Born in London, Deryn grew up in an artistic family who lived on a small farm in the Welsh countryside.
Deryn earned her Fine Art Degree from Bath Academy of Art and while living in London, worked as a scenic artist for theater and photography studios. She later worked with a team of conservators restoring painted finishes for the National Trust.
Her wild decision to move to Miami was based on the opportunity to paint murals and faux finishes for Versace and other residences of exquisite design. She is collected moreover by Cher, and Madonna.
Deryn’s love for nature and vast wilderness drew her to the Florida aquifer, the source of all well-being for the communities reliant on the Everglades water source.

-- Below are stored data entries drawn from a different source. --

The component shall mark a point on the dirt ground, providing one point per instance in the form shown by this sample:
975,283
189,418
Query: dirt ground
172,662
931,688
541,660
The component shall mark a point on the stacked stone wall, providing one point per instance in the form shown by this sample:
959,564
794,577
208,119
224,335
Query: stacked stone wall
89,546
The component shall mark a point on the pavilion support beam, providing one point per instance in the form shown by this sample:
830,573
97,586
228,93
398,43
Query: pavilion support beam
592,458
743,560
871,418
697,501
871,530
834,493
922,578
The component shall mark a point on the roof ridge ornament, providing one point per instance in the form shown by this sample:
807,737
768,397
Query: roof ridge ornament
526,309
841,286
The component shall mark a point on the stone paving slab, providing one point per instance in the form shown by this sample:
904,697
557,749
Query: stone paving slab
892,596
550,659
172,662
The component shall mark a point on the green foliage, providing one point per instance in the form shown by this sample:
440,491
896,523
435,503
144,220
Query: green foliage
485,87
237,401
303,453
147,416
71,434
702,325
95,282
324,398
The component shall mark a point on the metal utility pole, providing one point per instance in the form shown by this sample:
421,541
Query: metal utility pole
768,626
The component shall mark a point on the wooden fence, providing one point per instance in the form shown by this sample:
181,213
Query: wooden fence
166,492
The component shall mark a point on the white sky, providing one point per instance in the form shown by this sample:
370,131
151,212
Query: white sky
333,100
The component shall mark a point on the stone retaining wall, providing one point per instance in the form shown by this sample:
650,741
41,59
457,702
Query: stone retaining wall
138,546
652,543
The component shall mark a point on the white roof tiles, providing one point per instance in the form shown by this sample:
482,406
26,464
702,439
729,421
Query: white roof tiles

Her current body of work is largely based on her observations from these thousand island marshlands.
She also tends to her wild garden, which she created as a habitat for birds, fish, and insects who are naturally drawn to it as a sanctuary in our ever-increasingly developed land area.
Deryn’s works range from exquisite delicate murals of painted spoonbills and wood storks to golden photographs of the nature that surrounds us. She combines her photographic images with metal leaf and as if by alchemy creates a unique imagery that conjures the sun’s interplay over the waters of these 1000 islands.
Deryn lives in Miami with her husband, their two children, and, what she esteems, an unruly dog. Her most recent mural work was commissioned for the Setai.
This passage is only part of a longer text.